In this study, physical activity and cardiorespiratory fitness (CRF) are not evaluated. Some studies show that sustained physical activity and CRF are associated with substantial mortality risk reduction than BMI. Individuals with CAD are recommended to be physically active [25] and to improve their CRF [26, 27]. Furthermore, changes in physical activity had lower all-cause mortality risk than changes in BMI [28]. However, a comparison of changes in physical activity is sometimes difficult to evaluate by an interview, and the measurement of CRF is also difficult in terms of costs than BMI.

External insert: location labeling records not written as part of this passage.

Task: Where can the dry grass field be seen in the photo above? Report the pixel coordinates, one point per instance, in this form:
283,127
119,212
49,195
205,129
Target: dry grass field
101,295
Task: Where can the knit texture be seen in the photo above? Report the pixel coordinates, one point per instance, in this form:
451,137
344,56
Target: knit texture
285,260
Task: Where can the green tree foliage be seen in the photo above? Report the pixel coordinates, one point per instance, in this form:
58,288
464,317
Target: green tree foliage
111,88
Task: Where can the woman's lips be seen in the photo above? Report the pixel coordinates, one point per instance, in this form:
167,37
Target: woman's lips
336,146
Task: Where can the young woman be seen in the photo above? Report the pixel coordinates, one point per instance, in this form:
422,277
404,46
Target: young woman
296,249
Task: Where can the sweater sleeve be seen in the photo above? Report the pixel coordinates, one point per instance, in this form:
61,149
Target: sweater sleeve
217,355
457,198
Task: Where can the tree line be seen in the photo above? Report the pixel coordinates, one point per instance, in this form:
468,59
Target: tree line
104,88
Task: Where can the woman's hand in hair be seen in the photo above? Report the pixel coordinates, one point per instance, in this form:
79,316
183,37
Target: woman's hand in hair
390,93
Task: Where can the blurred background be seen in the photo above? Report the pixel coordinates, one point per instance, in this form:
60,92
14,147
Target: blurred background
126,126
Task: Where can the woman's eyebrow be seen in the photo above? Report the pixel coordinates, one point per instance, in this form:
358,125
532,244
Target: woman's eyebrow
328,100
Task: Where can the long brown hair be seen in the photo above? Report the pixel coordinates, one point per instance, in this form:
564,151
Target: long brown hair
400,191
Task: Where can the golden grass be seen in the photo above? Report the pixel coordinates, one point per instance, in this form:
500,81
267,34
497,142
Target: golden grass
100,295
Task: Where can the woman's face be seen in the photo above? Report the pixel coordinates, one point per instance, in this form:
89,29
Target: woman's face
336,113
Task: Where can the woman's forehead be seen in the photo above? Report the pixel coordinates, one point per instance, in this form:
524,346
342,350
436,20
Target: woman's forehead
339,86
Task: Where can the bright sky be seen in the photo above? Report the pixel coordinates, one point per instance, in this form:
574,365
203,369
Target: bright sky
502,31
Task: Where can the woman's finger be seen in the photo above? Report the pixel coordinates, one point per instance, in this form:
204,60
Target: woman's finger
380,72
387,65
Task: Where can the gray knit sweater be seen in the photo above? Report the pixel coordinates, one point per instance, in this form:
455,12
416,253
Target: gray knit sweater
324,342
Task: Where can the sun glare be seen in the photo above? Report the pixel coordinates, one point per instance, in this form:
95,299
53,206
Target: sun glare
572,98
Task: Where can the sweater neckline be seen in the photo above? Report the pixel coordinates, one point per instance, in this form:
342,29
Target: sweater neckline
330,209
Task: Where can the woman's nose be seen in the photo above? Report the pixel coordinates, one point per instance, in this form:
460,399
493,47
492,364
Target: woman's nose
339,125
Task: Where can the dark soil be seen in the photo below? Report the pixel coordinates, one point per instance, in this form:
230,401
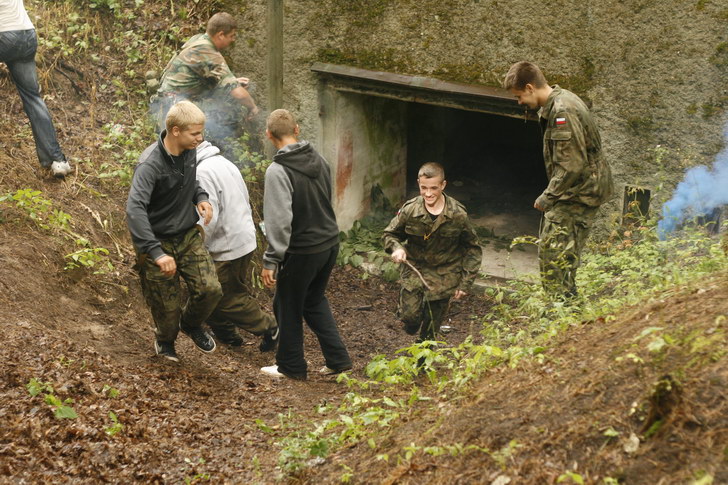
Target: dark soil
81,336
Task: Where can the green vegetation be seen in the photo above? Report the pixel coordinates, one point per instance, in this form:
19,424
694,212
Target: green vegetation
38,209
61,408
626,270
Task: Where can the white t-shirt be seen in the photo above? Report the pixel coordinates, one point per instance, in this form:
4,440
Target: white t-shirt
13,16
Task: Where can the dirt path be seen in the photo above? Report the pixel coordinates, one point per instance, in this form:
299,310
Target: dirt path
180,421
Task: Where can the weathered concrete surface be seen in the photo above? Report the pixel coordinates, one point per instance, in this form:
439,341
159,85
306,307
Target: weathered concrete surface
654,71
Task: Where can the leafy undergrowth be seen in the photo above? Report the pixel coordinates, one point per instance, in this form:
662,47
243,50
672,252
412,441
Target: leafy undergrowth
625,386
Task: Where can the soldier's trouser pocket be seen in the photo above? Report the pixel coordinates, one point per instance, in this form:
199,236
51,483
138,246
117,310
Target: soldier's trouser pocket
562,239
196,267
162,295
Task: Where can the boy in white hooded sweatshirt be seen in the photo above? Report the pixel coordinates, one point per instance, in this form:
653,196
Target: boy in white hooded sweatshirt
230,239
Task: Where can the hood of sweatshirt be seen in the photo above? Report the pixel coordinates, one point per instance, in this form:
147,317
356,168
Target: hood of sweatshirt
206,150
300,157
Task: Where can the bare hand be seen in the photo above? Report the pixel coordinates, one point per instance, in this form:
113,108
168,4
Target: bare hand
269,279
205,209
399,255
167,264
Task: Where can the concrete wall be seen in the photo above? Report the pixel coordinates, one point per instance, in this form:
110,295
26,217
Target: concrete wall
654,70
357,139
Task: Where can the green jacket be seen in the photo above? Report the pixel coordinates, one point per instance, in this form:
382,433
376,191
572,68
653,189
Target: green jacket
445,251
197,69
572,150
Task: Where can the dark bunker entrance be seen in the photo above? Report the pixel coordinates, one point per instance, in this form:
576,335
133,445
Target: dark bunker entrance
493,165
379,128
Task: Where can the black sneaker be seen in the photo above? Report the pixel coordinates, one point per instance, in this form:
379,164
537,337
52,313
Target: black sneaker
270,340
202,339
166,350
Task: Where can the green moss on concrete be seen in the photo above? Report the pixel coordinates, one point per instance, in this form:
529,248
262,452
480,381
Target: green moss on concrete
361,12
580,82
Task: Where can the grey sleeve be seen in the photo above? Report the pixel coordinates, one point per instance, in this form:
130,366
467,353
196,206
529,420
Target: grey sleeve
201,194
137,217
277,214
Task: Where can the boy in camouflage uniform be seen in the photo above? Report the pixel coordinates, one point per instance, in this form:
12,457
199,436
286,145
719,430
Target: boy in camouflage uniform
200,74
434,233
162,220
580,179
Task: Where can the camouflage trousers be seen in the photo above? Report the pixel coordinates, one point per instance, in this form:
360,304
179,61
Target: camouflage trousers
564,231
420,314
163,294
237,307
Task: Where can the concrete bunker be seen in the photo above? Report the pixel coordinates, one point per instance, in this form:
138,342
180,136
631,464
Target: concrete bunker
377,129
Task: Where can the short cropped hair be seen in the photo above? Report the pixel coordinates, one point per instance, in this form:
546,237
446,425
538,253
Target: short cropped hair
184,114
221,22
522,73
431,170
281,123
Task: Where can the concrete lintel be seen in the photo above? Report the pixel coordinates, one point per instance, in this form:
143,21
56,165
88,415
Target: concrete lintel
421,89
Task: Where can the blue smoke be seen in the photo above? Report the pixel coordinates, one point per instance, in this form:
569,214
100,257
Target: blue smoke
702,190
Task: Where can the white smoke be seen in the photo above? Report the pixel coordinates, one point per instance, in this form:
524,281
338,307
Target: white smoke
702,190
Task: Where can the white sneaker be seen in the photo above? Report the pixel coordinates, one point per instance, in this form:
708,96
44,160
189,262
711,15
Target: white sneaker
271,370
328,371
60,169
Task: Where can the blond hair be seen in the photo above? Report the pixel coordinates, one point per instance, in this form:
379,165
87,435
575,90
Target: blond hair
221,22
431,170
522,73
281,123
184,114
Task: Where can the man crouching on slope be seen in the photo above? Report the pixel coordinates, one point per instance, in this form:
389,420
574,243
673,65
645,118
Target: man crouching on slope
162,220
303,242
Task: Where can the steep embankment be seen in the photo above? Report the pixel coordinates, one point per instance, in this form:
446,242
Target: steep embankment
638,399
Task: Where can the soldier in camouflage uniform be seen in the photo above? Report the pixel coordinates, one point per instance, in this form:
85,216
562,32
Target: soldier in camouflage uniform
162,221
580,179
433,232
200,74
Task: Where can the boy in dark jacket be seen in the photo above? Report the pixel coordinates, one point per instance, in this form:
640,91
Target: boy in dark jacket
303,242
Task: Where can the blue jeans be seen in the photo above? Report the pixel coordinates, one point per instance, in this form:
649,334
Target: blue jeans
17,51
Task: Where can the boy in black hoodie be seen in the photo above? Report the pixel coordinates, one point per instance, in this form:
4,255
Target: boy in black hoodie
303,242
162,213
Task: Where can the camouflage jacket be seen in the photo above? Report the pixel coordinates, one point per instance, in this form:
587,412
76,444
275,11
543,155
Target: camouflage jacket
197,69
445,251
572,150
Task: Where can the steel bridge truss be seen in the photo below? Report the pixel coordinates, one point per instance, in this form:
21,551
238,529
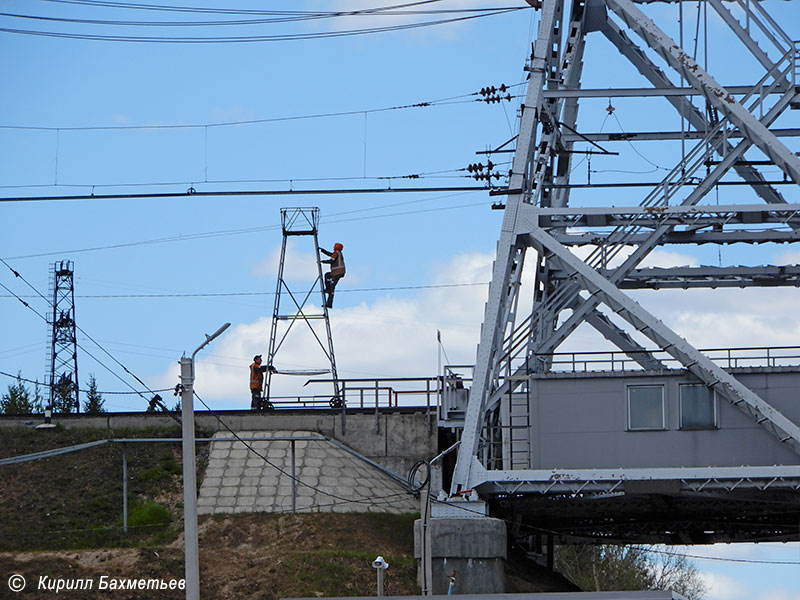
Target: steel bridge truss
515,343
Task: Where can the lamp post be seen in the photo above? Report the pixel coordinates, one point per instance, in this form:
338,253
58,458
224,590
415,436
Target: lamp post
189,470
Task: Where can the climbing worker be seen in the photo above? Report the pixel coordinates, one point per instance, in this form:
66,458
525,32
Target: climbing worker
257,383
332,277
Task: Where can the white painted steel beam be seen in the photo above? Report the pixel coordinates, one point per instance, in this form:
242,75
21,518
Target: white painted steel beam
495,313
713,91
695,361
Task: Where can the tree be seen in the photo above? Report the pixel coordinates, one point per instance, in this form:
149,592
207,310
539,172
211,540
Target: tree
93,405
617,568
17,401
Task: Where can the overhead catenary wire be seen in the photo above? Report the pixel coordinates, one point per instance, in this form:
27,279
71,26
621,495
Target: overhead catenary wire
257,38
250,230
268,17
236,11
458,99
45,385
238,294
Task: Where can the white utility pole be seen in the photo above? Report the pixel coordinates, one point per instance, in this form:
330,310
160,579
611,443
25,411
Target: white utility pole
189,471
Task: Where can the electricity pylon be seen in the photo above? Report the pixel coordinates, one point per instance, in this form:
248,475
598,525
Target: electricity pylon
63,367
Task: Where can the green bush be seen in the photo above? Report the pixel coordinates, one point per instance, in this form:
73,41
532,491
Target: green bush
148,513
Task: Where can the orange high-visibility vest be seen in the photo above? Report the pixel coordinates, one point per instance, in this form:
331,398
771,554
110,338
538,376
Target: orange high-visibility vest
256,377
337,266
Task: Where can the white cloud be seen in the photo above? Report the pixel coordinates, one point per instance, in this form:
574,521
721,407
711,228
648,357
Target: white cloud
721,587
394,335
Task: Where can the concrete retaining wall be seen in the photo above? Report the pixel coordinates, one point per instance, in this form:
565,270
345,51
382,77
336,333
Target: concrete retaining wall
395,439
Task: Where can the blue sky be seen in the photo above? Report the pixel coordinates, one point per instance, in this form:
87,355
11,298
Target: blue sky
109,117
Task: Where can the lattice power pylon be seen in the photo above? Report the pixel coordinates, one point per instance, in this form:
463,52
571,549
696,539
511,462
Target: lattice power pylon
63,367
582,258
301,224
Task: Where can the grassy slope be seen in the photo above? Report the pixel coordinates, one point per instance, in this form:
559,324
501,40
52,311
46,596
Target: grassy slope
62,517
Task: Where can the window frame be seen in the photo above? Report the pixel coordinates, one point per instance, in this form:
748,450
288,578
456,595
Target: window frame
662,387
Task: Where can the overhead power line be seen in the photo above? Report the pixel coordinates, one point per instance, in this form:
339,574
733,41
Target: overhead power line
458,99
304,36
191,192
281,18
250,230
239,294
230,11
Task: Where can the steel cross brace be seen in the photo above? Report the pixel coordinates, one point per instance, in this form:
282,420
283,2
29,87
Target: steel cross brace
695,361
714,92
684,107
579,314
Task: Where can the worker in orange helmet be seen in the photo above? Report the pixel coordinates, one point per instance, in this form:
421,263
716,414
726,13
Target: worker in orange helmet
332,277
257,384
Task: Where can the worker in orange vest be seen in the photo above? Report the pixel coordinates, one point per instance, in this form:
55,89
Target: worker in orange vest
332,277
257,383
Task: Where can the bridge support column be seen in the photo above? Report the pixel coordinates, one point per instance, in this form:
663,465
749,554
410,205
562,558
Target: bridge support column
472,548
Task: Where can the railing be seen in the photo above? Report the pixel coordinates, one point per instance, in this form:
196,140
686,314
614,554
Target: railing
731,358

In the heart failure era, obesity is a risk factor of developing heart failure; however, obesity works to prevent exacerbation of heart failure in patients who are being treated for chronic heart failure after onset, and low weight is a risk factor for exacerbation of heart failure, i.e., the obesity paradox [25]. Even in the ischemic region, the approach to weight management before and after PCI may change. Although high BMI is a risk factor of developing ischemic events, this study suggests that weight gain after PCI is not a poor prognostic factor, and weight loss after PCI may be a poor prognostic factor. On the other hand, compared to the maintained BMI group, elevated BMI group also shows a little worse outcome, even not statistically significant. In the future, it will be necessary to conduct a positive study with a bigger number of data on the effect of weight change after PCI on prognosis.

Limitations

This study has several limitations. First, there is possible observer bias because this study was designed as an investigator-driven observational study. Second, in this study, we did not know whether the weight loss was intentional. Third, because the bodyweight cannot be measured after PCI, the sample size was small. Fourth, external monitoring of this registry was lacking. Lastly, there is no consensus on the follow-up of weight changes and outcomes and needs to be considered.

Conclusions

The long-term clinical outcomes of patients with CAD who underwent PCI were affected by the reduction in BMI after PCI. Furthermore, elevation of BMI after PCI was not a poor prognostic factor. The current study demonstrated that stratification using a change in BMI after PCI may help to predict adverse events in patients with CAD. Long-term studies in larger populations are needed to assess the clinical validation of changes in BMI after PCI with regard to long-term outcomes and in the general population.